Bayesian MSD analysis

The purpose of bayesmsd is to provide a statistically rigorous method for fitting MSD curves. Let’s see how this works in practice; for a brief summary of the underlying ideas see below

[1]:

import numpy as np
from matplotlib import pyplot as plt
import bayesmsd

Generating some example data

We start by generating a simple example data set of random walk trajectories: 20 trajectories, 100 frames each, in 2 spatial dimensions, generated by cumulatively adding standard normally distributed “steps”.

[2]:

np.random.seed(704724568)
data = np.cumsum(np.random.normal(size=(20, 100, 2)), axis=1)
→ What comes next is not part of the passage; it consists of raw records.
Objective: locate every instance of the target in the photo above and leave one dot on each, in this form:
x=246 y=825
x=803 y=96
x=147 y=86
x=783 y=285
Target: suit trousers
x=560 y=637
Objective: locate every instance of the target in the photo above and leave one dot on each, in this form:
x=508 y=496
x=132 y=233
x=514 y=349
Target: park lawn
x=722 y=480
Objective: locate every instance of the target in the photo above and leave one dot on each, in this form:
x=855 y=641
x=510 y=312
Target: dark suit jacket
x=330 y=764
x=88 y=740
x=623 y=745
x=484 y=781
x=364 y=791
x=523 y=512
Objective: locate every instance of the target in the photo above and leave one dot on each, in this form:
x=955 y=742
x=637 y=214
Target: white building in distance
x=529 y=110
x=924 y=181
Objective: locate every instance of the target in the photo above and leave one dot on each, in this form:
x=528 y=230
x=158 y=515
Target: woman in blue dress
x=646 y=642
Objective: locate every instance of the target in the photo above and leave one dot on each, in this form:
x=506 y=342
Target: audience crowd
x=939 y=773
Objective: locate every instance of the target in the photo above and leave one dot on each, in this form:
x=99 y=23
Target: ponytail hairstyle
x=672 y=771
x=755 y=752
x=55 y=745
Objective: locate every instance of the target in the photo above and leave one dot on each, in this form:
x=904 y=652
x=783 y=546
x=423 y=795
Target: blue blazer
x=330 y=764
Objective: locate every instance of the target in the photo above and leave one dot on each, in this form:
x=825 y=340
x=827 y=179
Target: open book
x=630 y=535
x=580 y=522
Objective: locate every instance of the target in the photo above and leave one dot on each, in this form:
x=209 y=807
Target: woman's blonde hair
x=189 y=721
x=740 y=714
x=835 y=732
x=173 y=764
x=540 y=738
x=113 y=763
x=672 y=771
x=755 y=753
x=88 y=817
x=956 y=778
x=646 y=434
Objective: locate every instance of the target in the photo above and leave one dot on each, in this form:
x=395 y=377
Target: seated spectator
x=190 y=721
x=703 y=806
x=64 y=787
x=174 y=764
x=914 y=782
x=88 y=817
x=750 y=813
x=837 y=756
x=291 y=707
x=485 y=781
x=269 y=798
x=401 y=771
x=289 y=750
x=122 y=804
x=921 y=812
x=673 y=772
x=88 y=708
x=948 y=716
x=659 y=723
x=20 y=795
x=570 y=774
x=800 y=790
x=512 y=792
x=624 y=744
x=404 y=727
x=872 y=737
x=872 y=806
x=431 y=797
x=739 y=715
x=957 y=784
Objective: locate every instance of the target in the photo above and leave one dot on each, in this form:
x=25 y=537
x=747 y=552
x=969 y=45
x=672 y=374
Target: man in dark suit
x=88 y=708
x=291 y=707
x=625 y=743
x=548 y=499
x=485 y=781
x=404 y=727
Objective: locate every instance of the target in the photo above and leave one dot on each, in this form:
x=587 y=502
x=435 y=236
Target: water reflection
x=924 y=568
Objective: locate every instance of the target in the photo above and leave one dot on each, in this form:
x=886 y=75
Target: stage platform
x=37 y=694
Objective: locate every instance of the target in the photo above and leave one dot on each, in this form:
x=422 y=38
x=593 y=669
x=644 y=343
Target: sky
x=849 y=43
# Visualize a few random ones
for i in [0, 3, 7, 10, 18]:
    plt.plot(data[i, :, 0])
plt.xlabel('time [frames]')
plt.ylabel('trajectories')
plt.show()

We format the trajectories as a big numpy array of shape (trajectories, frames, dimensions), which is handy for this synthetic example. For more info on how to format data for use with bayesmsd, see below

Fitting a powerlaw MSD

A general powerlaw MSD has the form \begin{equation} \text{MSD}(\Delta t) = \Gamma (\Delta t)^\alpha\,. \end{equation} For our example data set we sampled the increments from a standard normal distribution; so we expect to see \(\text{MSD}(\Delta t) = \Delta t\). Thus, both the exponent \(\alpha\) and the prefactor \(\Gamma\) (“anomalous diffusion constant”) should be equal to one. Let’s see what we find by fitting the data:

[3]:

fit = bayesmsd.lib.NPXFit(data, ss_order=1)
fit.parameters['log(σ²) (dim 0)'].fix_to = -np.inf # data is synthetic, so
fit.parameters['log(σ²) (dim 1)'].fix_to = -np.inf # no localization error

fitres = fit.run(show_progress=True)

print(f"fitted exponent:  {       fitres['params'][     'α (dim 0)'] :.2f}")
print(f"fitted prefactor: {np.exp(fitres['params']['log(Γ) (dim 0)']):.2f}")

fitted exponent:  1.02
fitted prefactor: 1.01

This looks quite good; we can probably assume that the slight deviations from the theoretical values (1.00 for both exponent and prefactor) are statistical fluctuations due to finite data. But can we make a quantitative statement about that?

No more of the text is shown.